Generate unique username from first and last name? - mysql

I've got a bunch of users in my database and I want to reset all their usernames to the first letter of their first name, plus their full last name. As you can imagine, there are some dupes. In this scenario, I'd like to add a "2" or "3" or something to the end of the username. How would I write a query to generate a unique username like this?
UPDATE user
SET username=lower(concat(substring(first_name,1,1), last_name), UNIQUETHINGHERE)

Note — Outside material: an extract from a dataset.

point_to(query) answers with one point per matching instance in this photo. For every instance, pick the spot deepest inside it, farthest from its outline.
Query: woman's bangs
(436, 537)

CREATE TABLE bar LIKE foo;
INSERT INTO bar (id,user,first,last)
(SELECT f.id,CONCAT(SUBSTRING(f.first,1,1),f.last,
(SELECT COUNT(*) FROM foo f2
WHERE SUBSTRING(f2.first,1,1) = SUBSTRING(f.first,1,1)
AND f2.last = f.last AND f2.id <= f.id
)),f.first,f.last from foo f);
DROP TABLE foo;
RENAME TABLE bar TO foo;
This relies on a primary key id, so for each record inserted into bar, we only count duplicates found in foo with id less than bar.id.
Given foo:
select * from foo;
+----+------+--------+--------+
| id | user | first | last |
+----+------+--------+--------+
| 1 | aaa | Roger | Hill |
| 2 | bbb | Sally | Road |
| 3 | ccc | Fred | Mount |
| 4 | ddd | Darren | Meadow |
| 5 | eee | Sharon | Road |
+----+------+--------+--------+
The above INSERTs into bar, resulting in:
select * from bar;
+----+----------+--------+--------+
| id | user | first | last |
+----+----------+--------+--------+
| 1 | RHill1 | Roger | Hill |
| 2 | SRoad1 | Sally | Road |
| 3 | FMount1 | Fred | Mount |
| 4 | DMeadow1 | Darren | Meadow |
| 5 | SRoad2 | Sharon | Road |
+----+----------+--------+--------+
To remove the "1" from the end of user names,
INSERT INTO bar (id,user,first,last)
(SELECT f3.id,
CONCAT(
SUBSTRING(f3.first,1,1),
f3.last,
CASE f3.cnt WHEN 1 THEN '' ELSE f3.cnt END),
f3.first,
f3.last
FROM (
SELECT
f.id,
f.first,
f.last,
(
SELECT COUNT(*)
FROM foo f2
WHERE SUBSTRING(f2.first,1,1) = SUBSTRING(f.first,1,1)
AND f2.last = f.last AND f2.id <= f.id
) as cnt
FROM foo f) f3)

As a two-parter:
SELECT max(username)
FROM user
WHERE username LIKE concat(lower(concat(substring(first_name,1,1),lastname), '%')
to retrieve the "highest" username for that name combo. Extract the numeric suffix, increment it, then insert back into the database for your new user.
This is racy, of course. Two users with the same first/last names might stomp on each other's usernames, depending on how things work out. You'd definitely want to sprinkle some transaction/locking onto the queries to make sure you don't have any users conflicting.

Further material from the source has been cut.